Speaker: Margarita Cereijido, PhD
Discussants: Kirsten Dahl, PhD & Rosemary Balsam, MD
Psychoanalysis, from its beginnings, has a long history of pathologizing certain groups – women and homosexuals, to name a few. Personal beliefs and prejudices of the times – both past and present –seep into psychoanalytic theory, education and practice. Many new psychoanalytic ideas conceive of the feminine and notions of gender as conceptual constructs that shift and transform over time. Gender ideals change as culture changes. How analysts listen and give meaning to clinical material is significantly affected by the analyst’s own prejudices, her implicit and explicit theories as well as her subjective view of the world. If that be the case, are there ways in which psychoanalysts can ferret out their own prejudices with a view towards providing treatment unincumbered by bias? Dr. Margarita Cereijido, an internationally recognized thinker and writer on issues of gender, race, sexuality and politics in psychoanalysis will address how psychoanalysts can explore and support new notions of the feminine. Critical to this endeavor is an examination of one’s own gender prejudices, adopting an open curious attitude to the new scenarios patients bring to us and developing new psychoanalytic theories that do not pathologize alternative choices.
Both the current revisiting of Freud and exploring new psychoanalytic theories advocates an approach that de-pathologizes “different” lifestyles and family configurations such as, women who want to have children without a partner or with a female partner, homosexuals, non-binary persons, women who do not want to have children, etc.
Dr.
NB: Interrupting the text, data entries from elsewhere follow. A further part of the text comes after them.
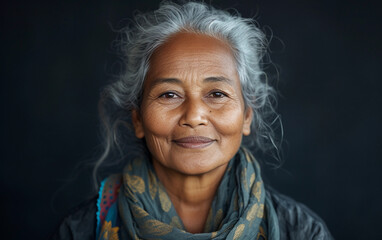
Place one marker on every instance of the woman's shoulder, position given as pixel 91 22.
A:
pixel 80 223
pixel 297 221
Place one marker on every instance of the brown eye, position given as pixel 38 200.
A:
pixel 217 94
pixel 168 95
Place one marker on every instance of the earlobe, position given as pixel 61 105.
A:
pixel 137 122
pixel 248 115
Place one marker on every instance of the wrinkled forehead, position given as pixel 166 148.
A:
pixel 192 53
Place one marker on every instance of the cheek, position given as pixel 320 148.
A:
pixel 229 121
pixel 157 122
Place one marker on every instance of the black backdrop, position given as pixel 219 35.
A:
pixel 56 56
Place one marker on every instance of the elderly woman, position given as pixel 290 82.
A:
pixel 192 88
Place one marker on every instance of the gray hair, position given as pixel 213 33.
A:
pixel 150 30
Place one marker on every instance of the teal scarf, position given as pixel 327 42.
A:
pixel 240 209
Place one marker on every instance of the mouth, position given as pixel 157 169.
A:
pixel 194 142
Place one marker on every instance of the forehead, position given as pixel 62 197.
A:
pixel 185 54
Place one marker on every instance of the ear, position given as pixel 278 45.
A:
pixel 248 115
pixel 137 122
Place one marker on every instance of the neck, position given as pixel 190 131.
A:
pixel 191 195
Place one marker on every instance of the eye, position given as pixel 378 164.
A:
pixel 217 94
pixel 168 95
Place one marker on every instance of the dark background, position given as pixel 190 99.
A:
pixel 56 56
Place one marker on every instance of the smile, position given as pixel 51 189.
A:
pixel 194 142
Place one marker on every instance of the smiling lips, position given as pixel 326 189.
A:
pixel 194 142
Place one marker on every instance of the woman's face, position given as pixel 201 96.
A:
pixel 192 114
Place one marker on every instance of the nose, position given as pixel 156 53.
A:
pixel 194 114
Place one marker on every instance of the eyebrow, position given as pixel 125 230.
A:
pixel 164 80
pixel 219 79
pixel 178 81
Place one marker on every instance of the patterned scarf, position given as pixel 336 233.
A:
pixel 240 209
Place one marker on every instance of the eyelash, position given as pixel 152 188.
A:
pixel 221 93
pixel 212 94
pixel 166 95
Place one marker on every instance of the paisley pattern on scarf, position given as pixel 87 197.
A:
pixel 240 209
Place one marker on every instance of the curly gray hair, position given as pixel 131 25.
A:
pixel 150 30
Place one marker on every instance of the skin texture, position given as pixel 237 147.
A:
pixel 193 118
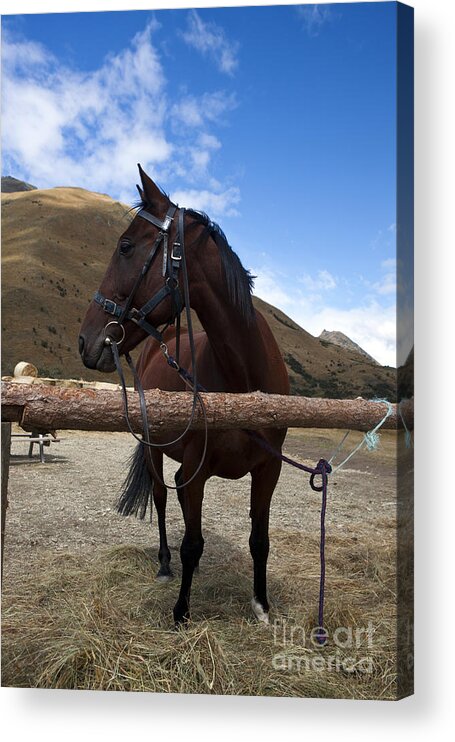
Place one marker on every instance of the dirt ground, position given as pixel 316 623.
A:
pixel 66 504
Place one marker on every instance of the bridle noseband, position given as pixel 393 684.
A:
pixel 171 265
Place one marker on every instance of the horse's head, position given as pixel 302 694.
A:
pixel 141 289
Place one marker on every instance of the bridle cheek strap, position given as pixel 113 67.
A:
pixel 171 266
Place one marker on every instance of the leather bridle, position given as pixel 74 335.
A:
pixel 174 266
pixel 171 266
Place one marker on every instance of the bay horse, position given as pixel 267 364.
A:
pixel 236 352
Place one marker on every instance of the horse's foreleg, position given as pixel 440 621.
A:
pixel 263 481
pixel 160 498
pixel 192 544
pixel 181 495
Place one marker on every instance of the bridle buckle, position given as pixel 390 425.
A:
pixel 110 306
pixel 176 256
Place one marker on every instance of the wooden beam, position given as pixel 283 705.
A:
pixel 42 407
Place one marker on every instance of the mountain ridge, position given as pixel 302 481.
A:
pixel 56 247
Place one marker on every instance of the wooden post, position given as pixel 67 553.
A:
pixel 41 407
pixel 6 446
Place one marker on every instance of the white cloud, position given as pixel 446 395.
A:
pixel 211 202
pixel 63 126
pixel 210 40
pixel 313 17
pixel 324 281
pixel 371 323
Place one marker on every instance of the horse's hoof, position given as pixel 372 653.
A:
pixel 181 617
pixel 258 609
pixel 164 576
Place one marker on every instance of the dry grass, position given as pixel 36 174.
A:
pixel 105 624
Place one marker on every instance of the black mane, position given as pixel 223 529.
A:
pixel 238 279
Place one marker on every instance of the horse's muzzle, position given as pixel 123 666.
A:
pixel 96 356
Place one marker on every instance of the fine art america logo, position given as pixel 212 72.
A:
pixel 349 648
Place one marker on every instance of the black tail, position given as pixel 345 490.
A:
pixel 137 488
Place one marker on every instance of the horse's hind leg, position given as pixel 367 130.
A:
pixel 160 498
pixel 263 481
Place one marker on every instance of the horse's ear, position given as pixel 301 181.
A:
pixel 151 193
pixel 141 193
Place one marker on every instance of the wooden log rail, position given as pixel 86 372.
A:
pixel 43 407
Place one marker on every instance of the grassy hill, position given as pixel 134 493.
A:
pixel 56 246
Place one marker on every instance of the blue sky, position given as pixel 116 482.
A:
pixel 277 121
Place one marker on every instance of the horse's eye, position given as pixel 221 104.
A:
pixel 125 247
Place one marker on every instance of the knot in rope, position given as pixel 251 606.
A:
pixel 322 468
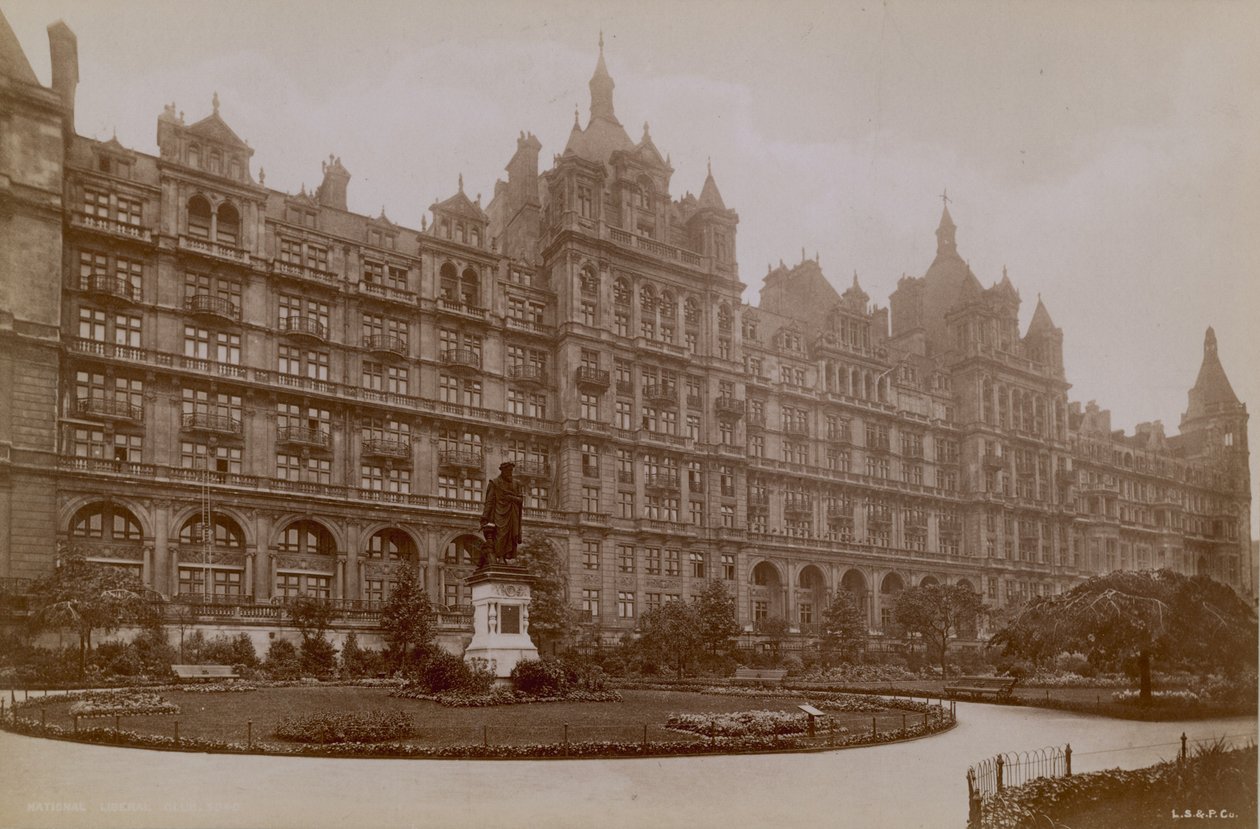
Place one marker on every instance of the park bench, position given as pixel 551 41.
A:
pixel 206 672
pixel 774 674
pixel 999 687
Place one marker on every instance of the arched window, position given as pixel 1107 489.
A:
pixel 391 544
pixel 226 532
pixel 228 231
pixel 308 537
pixel 105 522
pixel 450 282
pixel 199 218
pixel 470 289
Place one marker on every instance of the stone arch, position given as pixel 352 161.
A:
pixel 72 508
pixel 304 519
pixel 182 517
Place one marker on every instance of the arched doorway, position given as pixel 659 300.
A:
pixel 810 597
pixel 766 592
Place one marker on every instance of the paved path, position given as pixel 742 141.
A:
pixel 909 785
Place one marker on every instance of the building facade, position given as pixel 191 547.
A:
pixel 234 391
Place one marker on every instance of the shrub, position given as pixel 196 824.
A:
pixel 318 657
pixel 229 650
pixel 543 677
pixel 334 727
pixel 282 660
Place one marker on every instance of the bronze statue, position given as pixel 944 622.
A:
pixel 500 518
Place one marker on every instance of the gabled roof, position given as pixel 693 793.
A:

Cereijido’s presentation will be followed by two discussions delivered by Drs. Rosemary Balsam and Kirsten Dahl. Dr. Balsam has published over one hundred academic publications and books on gender issues, mothers and daughters, “the vanished pregnant body” (to name a few) and is the winner of the coveted Sigourney Award for psychoanalytic achievement (2018). Dr. Dahl, a PhD Anthropologist and Emeritus Child, Adolescent and Adult Psychoanalyst has multiple publications on female gender and sexuality. The presenters, all Training and Supervising Psychoanalysts, will engage in a spirited discussion followed by an open forum exchange of ideas with the audience. Offering ideas relevant to psychoanalysis, gender studies, psychology, and sociology, this conference will be of great interest to psychoanalysts, psychotherapists, and to students and trainees in social work, gender studies, psychology, psychoanalysis, and psychiatry.